Symphony No. 1 in D Major

1. Allegro molto
2. Allegro moderato
3. Scherzo: Non troppo presto
4. Finale: Adagio - Allegro vivace

---------------------

Post what recording you are going to listen to giving details of Orchestra / Conductor / Chorus / Soloists etc - Enjoy!


----------



## cougarjuno (Jul 1, 2012)

I don't believe this one has been on Saturday Symphonies before, as it's not on the list. A bright, pleasant and charming work by Gounod, known more for his operas but who wrote two well-crafted symphonies. You may hear a lot of similarities to the symphony by Bizet who used the Gounod as a model. There's lots of recordings of the work but I'll go with Marriner and the Academy of St. Martin in the Fields -- a great match for this piece.


----------



## Rogerx (Apr 27, 2018)

I spin this one.


----------



## Mika (Jul 24, 2009)

I will listen this one


----------



## Haydn man (Jan 25, 2014)

Rogerx said:


> I spin this one.


And the same for me


----------



## Enthusiast (Mar 5, 2016)

I'll go for this one ...


----------



## Merl (Jul 28, 2016)

Rogerx said:


> I spin this one.


Me too. That's a killer.


----------



## Haydn man (Jan 25, 2014)

Yes, a very pleasant symphony and enjoyed it all the way, not earth shattering or intense but no matter
Good for a Saturday morning with the sun shining and lockdown ongoing
I would describe it as Mozart with a dash of add France especially in the orchestral climaxes. Melodies galore throughout


----------



## DaddyGeorge (Mar 16, 2020)

I look forward to this recording:


----------



## D Smith (Sep 13, 2014)

I'll listen to the Iceland recording as well.


----------



## Enthusiast (Mar 5, 2016)

A delightful work. I listened to Marriner as well as Lubbock and actually the Marriner is better.


----------



## Joachim Raff (Jan 31, 2020)

cougarjuno said:


> I don't believe this one has been on Saturday Symphonies before, as it's not on the list. A bright, pleasant and charming work by Gounod, known more for his operas but who wrote two well-crafted symphonies. You may hear a lot of similarities to the symphony by Bizet who used the Gounod as a model. There's lots of recordings of the work but I'll go with Marriner and the Academy of St. Martin in the Fields -- a great match for this piece.

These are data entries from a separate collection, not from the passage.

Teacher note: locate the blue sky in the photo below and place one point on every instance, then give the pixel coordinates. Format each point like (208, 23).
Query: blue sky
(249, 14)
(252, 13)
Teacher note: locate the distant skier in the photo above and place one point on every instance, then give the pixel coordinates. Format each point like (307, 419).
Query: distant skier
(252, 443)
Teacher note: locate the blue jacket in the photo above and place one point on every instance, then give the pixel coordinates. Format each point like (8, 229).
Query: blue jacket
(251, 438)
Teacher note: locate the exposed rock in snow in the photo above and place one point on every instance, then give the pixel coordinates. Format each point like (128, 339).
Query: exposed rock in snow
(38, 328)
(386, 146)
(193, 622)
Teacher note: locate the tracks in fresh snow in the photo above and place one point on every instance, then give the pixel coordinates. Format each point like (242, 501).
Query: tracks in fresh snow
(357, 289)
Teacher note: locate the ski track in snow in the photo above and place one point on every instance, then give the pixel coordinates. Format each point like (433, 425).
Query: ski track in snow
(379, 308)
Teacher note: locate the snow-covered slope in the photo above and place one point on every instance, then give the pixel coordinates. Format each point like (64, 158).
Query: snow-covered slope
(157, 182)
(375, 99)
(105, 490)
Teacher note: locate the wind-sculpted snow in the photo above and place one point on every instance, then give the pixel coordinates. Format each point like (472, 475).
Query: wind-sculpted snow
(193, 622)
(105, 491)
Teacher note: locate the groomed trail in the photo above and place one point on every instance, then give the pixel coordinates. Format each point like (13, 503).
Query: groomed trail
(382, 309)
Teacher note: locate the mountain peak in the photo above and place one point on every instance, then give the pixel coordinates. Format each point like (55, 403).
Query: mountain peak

Yes, I am listening to the same recording. A delightful work. Totally unoffensive. Pure music that does not need alot of thinking about. Just listen and enjoy. So much better than last weekend's choice.


----------



## DaddyGeorge (Mar 16, 2020)

Very pleasant, "readable" work. I've been listening to more Bruckner lately, so this symphony seemed quite short to me ...


----------



## Simplicissimus (Feb 3, 2020)

I'll go with Hogwood/St Paul Chamber Orchestra, 1989, Decca.


----------